To break this down for you-you are basically doing a 10 row garter stitch border, then you are always keeping a 5 stitch garter stitch border on both sides of each row. Inside the border you are doing blocks of 10 stitches in stockinette (all knits when you look at it) and 10 in reverse stockinette (all purls when you look at it). Every 10 rows you switch.
Once you get this started, it really is easy to do. You just look at the row below. If it looks like a knit on the side you are on, then knit. If it looks like a purl, then purl. If this causes you problems you could actually place a marker every 10 stitches-but I find that too cumbersome.
When you finish your 10th row, you just have to remember for a single row to do the opposite of what you see beneath (so if you see a purl, you knit etc) then you are back to the same pattern.

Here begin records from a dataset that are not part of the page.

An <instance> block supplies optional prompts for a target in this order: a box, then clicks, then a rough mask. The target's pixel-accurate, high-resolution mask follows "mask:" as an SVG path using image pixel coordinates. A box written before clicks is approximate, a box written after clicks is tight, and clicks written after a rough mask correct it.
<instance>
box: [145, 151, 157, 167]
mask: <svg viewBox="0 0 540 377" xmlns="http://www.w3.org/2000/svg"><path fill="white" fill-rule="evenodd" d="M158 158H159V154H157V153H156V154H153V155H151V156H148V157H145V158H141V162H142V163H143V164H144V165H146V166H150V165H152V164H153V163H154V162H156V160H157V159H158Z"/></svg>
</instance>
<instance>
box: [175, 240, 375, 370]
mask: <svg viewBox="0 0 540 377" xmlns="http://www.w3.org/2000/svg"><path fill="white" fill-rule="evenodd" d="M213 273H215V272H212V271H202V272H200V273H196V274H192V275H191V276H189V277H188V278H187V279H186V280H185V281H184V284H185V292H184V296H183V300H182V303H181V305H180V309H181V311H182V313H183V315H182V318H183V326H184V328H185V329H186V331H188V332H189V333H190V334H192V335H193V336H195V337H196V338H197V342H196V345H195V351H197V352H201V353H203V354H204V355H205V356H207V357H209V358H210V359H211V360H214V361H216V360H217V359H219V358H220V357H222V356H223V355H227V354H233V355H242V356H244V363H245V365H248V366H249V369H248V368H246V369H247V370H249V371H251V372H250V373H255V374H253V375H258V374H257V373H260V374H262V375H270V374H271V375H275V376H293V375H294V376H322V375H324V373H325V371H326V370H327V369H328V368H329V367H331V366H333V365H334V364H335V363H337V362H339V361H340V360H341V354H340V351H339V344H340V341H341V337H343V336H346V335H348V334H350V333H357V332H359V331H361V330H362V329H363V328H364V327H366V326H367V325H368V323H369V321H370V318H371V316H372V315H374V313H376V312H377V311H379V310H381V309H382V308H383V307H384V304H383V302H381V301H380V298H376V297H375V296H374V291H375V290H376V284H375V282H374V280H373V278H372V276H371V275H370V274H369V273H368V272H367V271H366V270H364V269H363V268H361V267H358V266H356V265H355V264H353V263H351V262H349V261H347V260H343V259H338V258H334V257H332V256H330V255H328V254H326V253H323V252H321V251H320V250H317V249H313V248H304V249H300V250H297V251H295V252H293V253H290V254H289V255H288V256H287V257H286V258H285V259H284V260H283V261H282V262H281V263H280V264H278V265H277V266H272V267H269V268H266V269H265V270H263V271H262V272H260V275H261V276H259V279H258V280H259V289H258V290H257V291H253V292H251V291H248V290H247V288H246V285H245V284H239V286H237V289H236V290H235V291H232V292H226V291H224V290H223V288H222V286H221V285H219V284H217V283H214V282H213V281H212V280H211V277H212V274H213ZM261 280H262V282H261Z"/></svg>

This is an easy pattern to adjust. To make it wider just increase the stitches you cast on in multiples of 10. Or you could do bigger rectangles-maybe 20 by 20 for a different look (or 5 by 5 for smaller). Changing the needles sizes up or down one size, or having a slightly different size yarn won’t affect it too much. I like worsted and size 10 because it goes faster. Don’t even try babyweight on size 6’s or something-you’ll either wind up with a tiny blanket or you’ll have to increase the cast on and knit forever!
If all of this seems too intimidating to start with-just pick up some crochet cotton and cast on about 30 stitches on a size 6 or so needle and follow the basic pattern to make yourself a washcloth and see how that goes.
As a bonus-Basketweave dishcloth idea: Use smaller needles (7 or 8) and cotton yarn (the kitchen cotton they sell at wally world works fine) Cast on about 30 stitches, then follow the basic idea above. Knit 5 rows or so, then knit 5, place a marker, knit 5, purl 5 till the last 5 stitches, place marker, knit 5. Continue the pattern, swapping around the knits and purls after 5 rows. When it looks dishcloth sized, knit a final 5 rows and bind off. Tada! Washcloth.
Or even simpler, just do a solid basketweave with no border and call it good.
*I buy those little plastic rings and use them as markers. This way even if I am zoning out I don’t forget to switch from the 10 stitch knit purl pattern to knitting the last 5 stitches. When I don’t use a marker, sometimes I forget.